U.S. Representatives Rick Boucher (D-VA) and John Doolittle (R-CA) proposed the legislation to amend the Digital Millennium Copyright Act. The 1988 landmark bill is widely seen by consumer advocacy and cyber liberties groups as favoring corporate owners of copyrighted content at the expense of consumers and fair use rights.
The most controversial aspect of the DMCA is its prohibition on circumventing digital locks measures that protect digital content. The DMCA makes it illegal to decrypt the content scrambling system (CSS) used to protect DVDs from being copied. It also makes it illegal for Apple's competitors to write software that circumvents Apple's FairPlay digital rights management system in an effort to produce a device that interoperates with iTunes.
The FAIR USE Act addresses this issue only in specific circumstances, according to the lawmakers, in ways that "do not pose a comparable potential threat to [content owners'] business models." It does not aim to establish a general fair use defense for circumventing DRM.

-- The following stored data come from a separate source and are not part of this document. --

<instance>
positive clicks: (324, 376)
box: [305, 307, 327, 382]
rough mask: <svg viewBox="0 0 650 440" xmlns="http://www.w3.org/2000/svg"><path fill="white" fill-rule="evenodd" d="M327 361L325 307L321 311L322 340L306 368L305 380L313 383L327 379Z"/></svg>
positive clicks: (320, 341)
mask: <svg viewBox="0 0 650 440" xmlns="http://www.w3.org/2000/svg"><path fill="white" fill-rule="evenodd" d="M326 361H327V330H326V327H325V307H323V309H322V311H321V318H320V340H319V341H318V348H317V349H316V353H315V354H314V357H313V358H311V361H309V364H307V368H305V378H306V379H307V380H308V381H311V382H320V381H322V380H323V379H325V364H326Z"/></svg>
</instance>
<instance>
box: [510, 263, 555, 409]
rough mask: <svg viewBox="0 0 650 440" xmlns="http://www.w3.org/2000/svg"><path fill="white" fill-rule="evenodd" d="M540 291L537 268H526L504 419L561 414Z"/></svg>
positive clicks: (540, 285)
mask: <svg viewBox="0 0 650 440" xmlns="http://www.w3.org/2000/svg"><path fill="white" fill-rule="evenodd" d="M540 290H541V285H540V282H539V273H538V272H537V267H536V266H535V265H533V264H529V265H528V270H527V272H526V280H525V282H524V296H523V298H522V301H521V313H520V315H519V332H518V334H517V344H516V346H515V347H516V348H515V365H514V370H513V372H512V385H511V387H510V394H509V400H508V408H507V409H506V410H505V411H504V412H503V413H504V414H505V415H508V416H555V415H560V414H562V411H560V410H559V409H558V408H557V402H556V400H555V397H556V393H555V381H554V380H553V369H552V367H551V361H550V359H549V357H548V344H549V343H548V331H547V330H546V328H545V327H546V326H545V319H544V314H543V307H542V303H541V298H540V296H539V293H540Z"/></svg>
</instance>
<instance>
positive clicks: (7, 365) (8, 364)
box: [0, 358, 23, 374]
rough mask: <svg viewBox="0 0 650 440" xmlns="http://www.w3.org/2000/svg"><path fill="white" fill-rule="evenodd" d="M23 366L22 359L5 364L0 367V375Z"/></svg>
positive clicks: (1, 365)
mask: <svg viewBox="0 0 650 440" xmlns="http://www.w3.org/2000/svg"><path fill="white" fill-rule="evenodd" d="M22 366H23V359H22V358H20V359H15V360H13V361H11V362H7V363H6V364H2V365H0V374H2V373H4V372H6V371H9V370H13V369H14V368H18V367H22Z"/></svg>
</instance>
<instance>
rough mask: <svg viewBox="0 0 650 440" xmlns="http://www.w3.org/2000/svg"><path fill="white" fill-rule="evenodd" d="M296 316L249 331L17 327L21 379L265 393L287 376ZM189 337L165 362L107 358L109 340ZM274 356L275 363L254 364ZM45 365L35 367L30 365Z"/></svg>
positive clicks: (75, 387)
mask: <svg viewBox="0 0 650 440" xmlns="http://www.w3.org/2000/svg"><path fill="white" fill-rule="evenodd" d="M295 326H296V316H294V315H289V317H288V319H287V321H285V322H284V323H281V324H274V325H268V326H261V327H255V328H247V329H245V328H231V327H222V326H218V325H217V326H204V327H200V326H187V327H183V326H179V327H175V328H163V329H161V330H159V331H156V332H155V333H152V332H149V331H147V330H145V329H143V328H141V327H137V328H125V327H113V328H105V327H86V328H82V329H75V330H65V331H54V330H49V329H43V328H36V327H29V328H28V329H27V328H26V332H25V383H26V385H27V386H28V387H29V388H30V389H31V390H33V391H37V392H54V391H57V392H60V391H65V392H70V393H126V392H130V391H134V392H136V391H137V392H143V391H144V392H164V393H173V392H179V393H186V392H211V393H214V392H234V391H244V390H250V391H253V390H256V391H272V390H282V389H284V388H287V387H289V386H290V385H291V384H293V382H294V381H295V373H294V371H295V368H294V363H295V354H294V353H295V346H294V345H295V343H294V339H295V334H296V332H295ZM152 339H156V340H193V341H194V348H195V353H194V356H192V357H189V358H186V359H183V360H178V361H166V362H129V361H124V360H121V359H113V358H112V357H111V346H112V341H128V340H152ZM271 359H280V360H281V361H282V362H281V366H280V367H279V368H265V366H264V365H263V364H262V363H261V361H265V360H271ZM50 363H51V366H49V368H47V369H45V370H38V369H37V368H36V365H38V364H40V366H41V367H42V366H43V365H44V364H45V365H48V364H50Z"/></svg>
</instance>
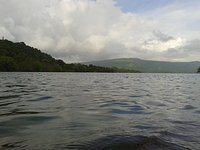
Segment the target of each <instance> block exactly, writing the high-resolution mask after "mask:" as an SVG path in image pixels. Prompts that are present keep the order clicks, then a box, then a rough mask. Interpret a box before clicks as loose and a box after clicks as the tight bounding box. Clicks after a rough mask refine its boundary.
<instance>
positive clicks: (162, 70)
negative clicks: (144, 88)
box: [84, 58, 200, 73]
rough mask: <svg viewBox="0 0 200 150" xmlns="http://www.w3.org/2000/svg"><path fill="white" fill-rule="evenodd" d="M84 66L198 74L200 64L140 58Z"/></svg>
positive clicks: (92, 63) (102, 61)
mask: <svg viewBox="0 0 200 150" xmlns="http://www.w3.org/2000/svg"><path fill="white" fill-rule="evenodd" d="M84 64H93V65H97V66H103V67H118V68H124V69H135V70H139V71H141V72H149V73H154V72H155V73H196V72H197V70H198V68H199V66H200V62H199V61H194V62H165V61H150V60H142V59H138V58H121V59H110V60H103V61H93V62H86V63H84Z"/></svg>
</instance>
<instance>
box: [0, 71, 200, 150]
mask: <svg viewBox="0 0 200 150" xmlns="http://www.w3.org/2000/svg"><path fill="white" fill-rule="evenodd" d="M0 149H2V150H4V149H14V150H15V149H16V150H18V149H20V150H21V149H24V150H37V149H42V150H59V149H61V150H62V149H64V150H65V149H78V150H79V149H85V150H88V149H89V150H93V149H94V150H96V149H123V150H124V149H135V150H179V149H180V150H185V149H191V150H199V149H200V76H199V75H198V74H122V73H118V74H112V73H108V74H106V73H105V74H104V73H0Z"/></svg>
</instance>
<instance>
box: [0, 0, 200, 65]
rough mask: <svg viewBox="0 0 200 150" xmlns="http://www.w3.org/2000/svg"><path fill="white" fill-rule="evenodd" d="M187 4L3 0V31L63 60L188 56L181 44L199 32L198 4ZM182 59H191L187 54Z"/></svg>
mask: <svg viewBox="0 0 200 150" xmlns="http://www.w3.org/2000/svg"><path fill="white" fill-rule="evenodd" d="M189 4H190V5H183V4H182V3H180V1H179V2H177V3H173V4H171V5H168V6H166V7H162V8H159V9H156V10H152V11H150V12H146V13H143V14H135V13H124V12H122V11H121V9H120V8H119V7H117V6H116V5H115V1H114V0H96V1H94V0H20V1H19V0H1V2H0V20H1V22H0V36H4V37H6V38H8V39H10V40H14V41H25V42H26V43H27V44H29V45H31V46H34V47H37V48H39V49H42V50H43V51H45V52H47V53H50V54H52V55H53V56H55V57H57V58H61V59H64V60H65V61H88V60H95V59H108V58H118V57H140V58H145V59H149V58H153V59H161V58H162V59H169V60H170V59H171V60H174V59H175V57H176V56H175V55H174V54H173V55H170V56H171V58H170V57H168V56H169V53H168V52H169V50H171V49H175V50H176V51H175V52H176V53H177V54H179V53H180V51H181V55H182V56H184V54H186V52H185V51H183V50H181V47H185V46H186V45H187V41H191V40H192V39H198V38H199V37H200V33H199V32H197V31H199V30H200V22H199V21H200V5H192V3H189ZM198 4H199V3H198ZM194 8H195V9H194ZM193 44H194V43H193ZM198 46H199V45H197V46H196V47H195V48H198ZM185 48H186V47H185ZM187 48H188V49H192V47H191V46H190V47H187ZM199 48H200V46H199ZM183 58H184V59H185V60H189V59H191V57H189V56H188V55H187V54H186V55H185V57H183ZM199 58H200V57H197V56H196V57H195V59H199Z"/></svg>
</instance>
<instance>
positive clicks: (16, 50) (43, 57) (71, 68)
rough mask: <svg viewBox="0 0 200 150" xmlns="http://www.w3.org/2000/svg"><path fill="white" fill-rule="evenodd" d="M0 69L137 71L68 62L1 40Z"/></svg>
mask: <svg viewBox="0 0 200 150" xmlns="http://www.w3.org/2000/svg"><path fill="white" fill-rule="evenodd" d="M0 71H24V72H136V71H133V70H127V69H117V68H108V67H98V66H95V65H92V64H90V65H84V64H79V63H74V64H66V63H64V62H63V61H62V60H56V59H55V58H53V57H52V56H51V55H49V54H46V53H43V52H41V51H40V50H38V49H36V48H33V47H30V46H28V45H26V44H25V43H24V42H18V43H14V42H11V41H8V40H0Z"/></svg>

The Act aims to limit the statutory damages for individuals and organizations sued for contributory infringement, inducement of infringement, vicarious liability, or other indirect infringement.
"What worries me about secondary liability is that it simply discourages intermediaries from allowing users to engage in activities so that they shut them down at the first hint of trouble," said Paul Allen Levy, an attorney with the Public Citizen Litigation Group. "It's sort of an indirect form of censorship."
The Act supports the Supreme Court's Betamax decision, which established the legality of video recorders, by immunizing hardware companies that make devices "capable of a substantial, commercially significant non-infringing use," even if they an also be used for illegal copying.
Rep. Boucher claims the Supreme Court's decision in Metro-Goldwyn-Mayer Studios v. Grokster, Ltd., in which Grokster was held liable for contributory infringement, created uncertainty for tech companies that make such devices.
Rules published in the Federal Register on November 27, 2006 lay out six circumstances in which circumventing digital locks constitute fair use: 1) making compilations of protected works for college or university use in the classroom; 2) making video and computer games run when they require obsolete hardware; 3) operating software that requires a dongle that doesn't work and is obsolete; 4) accessing e-books when access controls inhibit either the book's read-aloud function or the use of specialized formats (as might be used to make text more legible); 5) connecting wireless handsets to wireless telephone networks when blocked by protected firmware; and 6) accessing protected audio files on compact discs for security research.
The Act expands these rights. In a speech introducing the Act, Rep. Boucher explained the circumstances in which circumvention is acceptable under the Act:
Teachers at all grade levels, rather than just college level, are permitted to bypass DRM.
Consumers can "circumvent a lock on a DVD or other audiovisual work in order to skip past commercials at the beginning of it or to bypass personally objectionable content (such as pornographic scenes) contained in the work." This does not include the right to copy DVDs to make backups.
Court rulings last year made clear that renting or selling sanitized versions of Hollywood films did not qualify as fair use, but the Act appears to slightly expand a loophole enshrined in the 2005 Family Entertainment and Copyright Act that permits such services if they filter content dynamically, without creating a fixed edit of the source video.
The Act authorizes "consumers to transmit a work over a home or personal network but not to circumvent for purposes of uploading that work to the Internet."
Individuals may access public domain works locked in protected collections where the bulk of the material is public domain. This would, as Boucher put it, "preclude content owners from denying the public access to public domain works simply by repackaging them with one or more copyrighted works and then applying a digital lock to restrict or deny access to all of the works."
The Act allows reporters, teachers and others to bypass locks that protect "works of substantial public interest, when circumvention is accomplished solely for purposes of criticism, comment, news reporting, scholarship, or research."
And the Act allows librarians and archivists to bypass DRM "for the purpose of enabling a library or an archive to preserve or secure a copy of a work or to replace a copy that is damaged, deteriorating, lost, or stolen."
"It seems like a step in the right direction," said Levy. "I hope it makes more progress this year than it has in the past."